Top Rated Pune Call Girls Budhwar Peth ⟟ 6297143586 ⟟ Call Me For Genuine Se...
 
Roadmap to Membership of RICS - Pathways and Routes
Roadmap to Membership of RICS - Pathways and RoutesRoadmap to Membership of RICS - Pathways and Routes
Roadmap to Membership of RICS - Pathways and Routes
 
Intze Overhead Water Tank Design by Working Stress - IS Method.pdf
Intze Overhead Water Tank  Design by Working Stress - IS Method.pdfIntze Overhead Water Tank  Design by Working Stress - IS Method.pdf
Intze Overhead Water Tank Design by Working Stress - IS Method.pdf
 

Entity linking in advertisements

  • 1. Entity linking in Advertisements Team: Mentor: Rounak Patni Pulkit Goel Kumar Rishabh Rohit Jain Siva kumar
  • 2. Goals •Identify important entities within the advertisements. •Link them to corresponding wikipedia pages. •Identify relevant concepts in order to disambigute entity.
  • 3. Benefits of Wikipedia •Ever-expanding number of Pages in Corpus Wikipedia •A rigorous structure but with low coverage which emulates real world data very well. •Many number of entities including proper names unlikely to be found in any other collection. •Redirect pages or disambiguation pages.
  • 4. Process Overview •Parser Module - This module parses the the given webpage page and produces two documents namely the Advertisments itself and the Document which will later be used to in the final steps to disambigute results of the search module. •Tokenizer Module - Converts the advertisments into a list of tokens. •POS Tagger Module- It is used for marking up a word in an Ad particular part of speech
  • 5. Process Overview •Parsing Module – Returns advertisements in tree format. •Noun Phrase Extraction Module - Extract NP from the tree generated in the previous process. •Noun Phrase Ranking – Ranks NP using a heuristic function.
  • 6. Process Overview •Entity/Keyword Extraction Module:- Probable entity and keywords are extracted from the highest ranked NP. •Search Module – Returns a list of relevant documents.

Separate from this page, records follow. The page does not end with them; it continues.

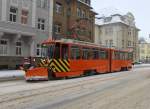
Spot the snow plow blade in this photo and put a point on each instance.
(36, 74)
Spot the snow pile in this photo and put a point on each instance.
(11, 73)
(106, 12)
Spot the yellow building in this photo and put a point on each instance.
(144, 49)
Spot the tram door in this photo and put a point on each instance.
(64, 52)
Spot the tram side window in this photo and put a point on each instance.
(64, 52)
(130, 56)
(57, 51)
(75, 53)
(117, 55)
(103, 54)
(86, 54)
(121, 55)
(95, 54)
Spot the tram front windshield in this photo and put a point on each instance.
(48, 51)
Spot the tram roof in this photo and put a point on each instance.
(83, 43)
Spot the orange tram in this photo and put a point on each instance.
(71, 58)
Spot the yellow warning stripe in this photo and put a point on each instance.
(64, 65)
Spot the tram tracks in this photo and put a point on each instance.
(66, 85)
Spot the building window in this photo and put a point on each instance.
(57, 28)
(24, 17)
(42, 3)
(41, 24)
(58, 7)
(78, 12)
(13, 14)
(14, 2)
(109, 31)
(83, 14)
(3, 47)
(38, 50)
(129, 44)
(25, 4)
(18, 48)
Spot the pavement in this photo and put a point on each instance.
(120, 90)
(8, 75)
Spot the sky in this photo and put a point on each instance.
(139, 8)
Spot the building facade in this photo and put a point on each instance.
(23, 25)
(144, 52)
(118, 31)
(73, 19)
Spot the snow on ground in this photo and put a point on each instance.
(11, 73)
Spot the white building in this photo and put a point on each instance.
(23, 25)
(118, 31)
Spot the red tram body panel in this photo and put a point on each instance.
(63, 59)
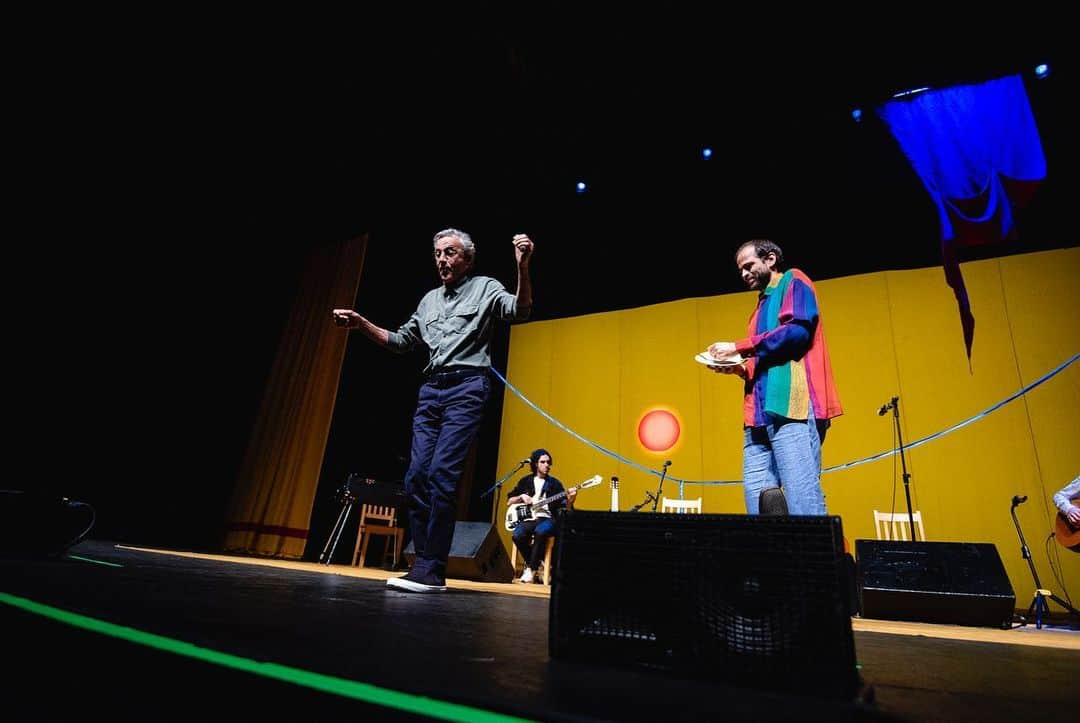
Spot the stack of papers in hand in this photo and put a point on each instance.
(709, 360)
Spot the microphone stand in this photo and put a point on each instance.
(498, 485)
(1039, 603)
(648, 498)
(655, 498)
(894, 405)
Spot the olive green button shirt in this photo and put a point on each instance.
(456, 323)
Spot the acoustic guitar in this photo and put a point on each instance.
(1066, 533)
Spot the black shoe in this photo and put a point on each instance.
(414, 581)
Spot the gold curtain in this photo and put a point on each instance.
(270, 511)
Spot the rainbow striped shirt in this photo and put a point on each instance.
(788, 369)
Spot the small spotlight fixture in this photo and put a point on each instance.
(914, 91)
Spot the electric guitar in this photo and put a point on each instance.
(1066, 533)
(523, 511)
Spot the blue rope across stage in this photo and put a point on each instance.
(596, 446)
(835, 468)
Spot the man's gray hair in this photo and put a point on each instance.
(467, 244)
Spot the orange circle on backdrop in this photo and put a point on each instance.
(658, 430)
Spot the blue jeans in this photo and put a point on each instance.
(447, 417)
(785, 453)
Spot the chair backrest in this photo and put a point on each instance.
(680, 506)
(894, 525)
(381, 516)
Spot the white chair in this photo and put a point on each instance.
(680, 506)
(388, 518)
(895, 525)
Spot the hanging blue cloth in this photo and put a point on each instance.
(977, 151)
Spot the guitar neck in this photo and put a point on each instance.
(554, 497)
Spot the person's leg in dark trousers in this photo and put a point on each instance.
(523, 539)
(545, 529)
(426, 422)
(458, 410)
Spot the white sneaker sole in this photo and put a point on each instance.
(409, 586)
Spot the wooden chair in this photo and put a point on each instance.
(547, 560)
(680, 506)
(375, 520)
(894, 525)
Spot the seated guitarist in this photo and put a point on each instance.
(1066, 499)
(531, 535)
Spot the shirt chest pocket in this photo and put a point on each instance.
(462, 319)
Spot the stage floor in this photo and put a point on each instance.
(129, 632)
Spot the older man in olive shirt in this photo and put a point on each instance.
(455, 321)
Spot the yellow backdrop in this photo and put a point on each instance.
(894, 333)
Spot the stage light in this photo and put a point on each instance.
(658, 430)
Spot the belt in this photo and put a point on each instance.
(453, 374)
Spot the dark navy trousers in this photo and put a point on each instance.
(447, 417)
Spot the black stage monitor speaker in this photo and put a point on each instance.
(476, 553)
(743, 600)
(955, 583)
(35, 523)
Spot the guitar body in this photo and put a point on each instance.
(518, 513)
(1066, 533)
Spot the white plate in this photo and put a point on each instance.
(706, 359)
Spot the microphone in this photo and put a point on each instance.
(888, 405)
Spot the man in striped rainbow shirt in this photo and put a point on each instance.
(790, 393)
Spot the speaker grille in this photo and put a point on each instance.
(744, 599)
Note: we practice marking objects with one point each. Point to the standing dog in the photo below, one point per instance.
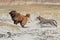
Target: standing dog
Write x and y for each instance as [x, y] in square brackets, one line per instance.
[44, 21]
[19, 18]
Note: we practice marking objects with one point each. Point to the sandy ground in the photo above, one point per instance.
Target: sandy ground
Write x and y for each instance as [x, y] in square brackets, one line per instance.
[33, 30]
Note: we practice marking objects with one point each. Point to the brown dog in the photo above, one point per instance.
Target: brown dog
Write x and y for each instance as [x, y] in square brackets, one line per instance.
[19, 18]
[44, 21]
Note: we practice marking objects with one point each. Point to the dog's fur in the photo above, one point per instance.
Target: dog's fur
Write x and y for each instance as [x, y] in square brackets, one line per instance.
[44, 21]
[19, 18]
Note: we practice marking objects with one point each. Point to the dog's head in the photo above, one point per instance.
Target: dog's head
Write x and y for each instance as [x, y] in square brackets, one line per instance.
[12, 13]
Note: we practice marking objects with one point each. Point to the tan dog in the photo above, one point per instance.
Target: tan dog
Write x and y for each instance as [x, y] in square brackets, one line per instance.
[44, 21]
[19, 18]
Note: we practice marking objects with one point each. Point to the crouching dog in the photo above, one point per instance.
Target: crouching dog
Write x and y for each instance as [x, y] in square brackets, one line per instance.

The seach module is basically a inverted index of the wiki dump. We extract only the titles and summary of the page. •Filtering of results – Finds out most likely/close wiki page.
  • 7.
  • 8. Entity Detection •Basic Technique for entity detection is chunk detection via shallow parsing. •This technique reduces the key-words to be searched in the corpus, improving performance and accuracy.

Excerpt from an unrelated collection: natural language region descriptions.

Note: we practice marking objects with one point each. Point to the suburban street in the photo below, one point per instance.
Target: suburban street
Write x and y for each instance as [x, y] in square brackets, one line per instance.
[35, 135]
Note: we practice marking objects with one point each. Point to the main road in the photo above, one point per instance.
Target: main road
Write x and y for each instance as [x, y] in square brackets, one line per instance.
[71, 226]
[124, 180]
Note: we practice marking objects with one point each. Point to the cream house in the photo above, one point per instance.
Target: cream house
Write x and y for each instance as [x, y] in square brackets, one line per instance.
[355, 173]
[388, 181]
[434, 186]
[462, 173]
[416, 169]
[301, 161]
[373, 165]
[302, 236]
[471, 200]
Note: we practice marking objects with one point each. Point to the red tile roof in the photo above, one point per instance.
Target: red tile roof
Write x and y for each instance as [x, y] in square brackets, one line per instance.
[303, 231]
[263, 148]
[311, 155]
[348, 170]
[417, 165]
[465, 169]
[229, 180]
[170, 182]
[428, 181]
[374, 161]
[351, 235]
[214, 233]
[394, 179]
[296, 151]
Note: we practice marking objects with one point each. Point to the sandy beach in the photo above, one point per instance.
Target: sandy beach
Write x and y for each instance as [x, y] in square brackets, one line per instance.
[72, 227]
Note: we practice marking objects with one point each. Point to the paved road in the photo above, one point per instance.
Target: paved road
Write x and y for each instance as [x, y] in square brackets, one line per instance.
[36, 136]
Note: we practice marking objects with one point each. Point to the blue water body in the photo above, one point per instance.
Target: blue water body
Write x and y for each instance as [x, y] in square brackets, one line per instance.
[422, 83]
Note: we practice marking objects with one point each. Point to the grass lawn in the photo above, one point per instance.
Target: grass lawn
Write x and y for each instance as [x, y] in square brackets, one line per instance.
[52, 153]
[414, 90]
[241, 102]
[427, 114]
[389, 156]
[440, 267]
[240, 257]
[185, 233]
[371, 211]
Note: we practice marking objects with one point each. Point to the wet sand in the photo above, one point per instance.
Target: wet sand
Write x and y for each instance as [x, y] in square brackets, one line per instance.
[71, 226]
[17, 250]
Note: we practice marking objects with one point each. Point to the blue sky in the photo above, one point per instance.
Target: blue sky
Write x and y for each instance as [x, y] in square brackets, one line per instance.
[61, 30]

  • 9. Evaluation and Results •Advertisement: An Apple a day keeps the doctor away Wiki Page: Apple(fruit) •Advertisement: Apple innovates relentlessly to make great products , buy an apple Wiki Page: Apple Corporation •Advertisement: Royal Stag , its your life make it large Wiki Page: royal stag
  • 10. Conclusions • It is possible to use NLP techniques to narrow down list of words to be searched in the search engine. •Context can be extracted from the advertisement itslef using NLP techniques. •The search module gives satifactory results on a simple inverted index created using page titles and summary.

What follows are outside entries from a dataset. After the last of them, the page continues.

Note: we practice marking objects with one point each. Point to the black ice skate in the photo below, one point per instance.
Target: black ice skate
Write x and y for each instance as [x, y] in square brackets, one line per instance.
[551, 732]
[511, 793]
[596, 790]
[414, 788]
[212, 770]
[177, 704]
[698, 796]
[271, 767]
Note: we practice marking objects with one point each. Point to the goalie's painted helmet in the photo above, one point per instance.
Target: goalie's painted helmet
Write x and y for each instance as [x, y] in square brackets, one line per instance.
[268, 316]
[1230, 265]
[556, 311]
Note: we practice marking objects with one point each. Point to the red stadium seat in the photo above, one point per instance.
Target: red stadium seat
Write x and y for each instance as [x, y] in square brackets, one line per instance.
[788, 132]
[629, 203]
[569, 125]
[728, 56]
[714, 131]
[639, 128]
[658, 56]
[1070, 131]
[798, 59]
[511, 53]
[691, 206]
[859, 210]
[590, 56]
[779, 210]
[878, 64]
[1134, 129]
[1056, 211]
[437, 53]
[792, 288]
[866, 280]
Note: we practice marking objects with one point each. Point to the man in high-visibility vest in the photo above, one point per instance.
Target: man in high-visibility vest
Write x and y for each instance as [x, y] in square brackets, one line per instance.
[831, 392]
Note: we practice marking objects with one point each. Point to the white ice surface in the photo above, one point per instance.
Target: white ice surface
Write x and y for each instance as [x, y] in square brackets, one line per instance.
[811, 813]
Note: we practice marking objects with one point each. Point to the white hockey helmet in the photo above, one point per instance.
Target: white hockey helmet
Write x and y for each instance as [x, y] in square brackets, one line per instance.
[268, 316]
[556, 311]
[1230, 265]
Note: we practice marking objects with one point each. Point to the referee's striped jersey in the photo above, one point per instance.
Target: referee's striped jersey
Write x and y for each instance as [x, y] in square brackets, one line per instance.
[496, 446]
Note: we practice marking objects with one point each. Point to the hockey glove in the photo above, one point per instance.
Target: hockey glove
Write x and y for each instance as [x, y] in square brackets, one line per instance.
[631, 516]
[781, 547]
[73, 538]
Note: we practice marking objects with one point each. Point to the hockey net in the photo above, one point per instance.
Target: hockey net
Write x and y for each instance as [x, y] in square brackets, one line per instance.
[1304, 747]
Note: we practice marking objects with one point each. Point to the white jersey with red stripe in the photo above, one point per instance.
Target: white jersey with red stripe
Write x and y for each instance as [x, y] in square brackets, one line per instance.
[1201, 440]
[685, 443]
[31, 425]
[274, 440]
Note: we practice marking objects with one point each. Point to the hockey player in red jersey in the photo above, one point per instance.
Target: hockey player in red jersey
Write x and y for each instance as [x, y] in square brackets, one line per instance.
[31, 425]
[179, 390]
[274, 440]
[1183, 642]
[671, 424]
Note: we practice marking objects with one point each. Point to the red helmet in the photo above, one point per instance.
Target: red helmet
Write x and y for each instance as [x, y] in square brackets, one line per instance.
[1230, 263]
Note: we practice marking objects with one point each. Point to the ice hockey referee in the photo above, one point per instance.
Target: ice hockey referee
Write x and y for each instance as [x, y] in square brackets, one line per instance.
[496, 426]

  • 11. References •M. Datar, N. Immorlica, P. Indyk, and V.S. Mirrokni, “Locality-sensitive hashing scheme based on p-stable distributions,―Symposium on Computational Geometry pp. 253–262, 2004. •A.Z. Broder, “On the resemblance and containment of documents,― Proc. Compression and Complexity of Sequences, pp. 21–29, Positano Italy, 1997 •A. Andoni and P. Indyk, “Near-optimal hashing algorithms for approximate nearest neighbor in high dimensions,―Comm. ACM 51:1, pp. 117– 122, 2008.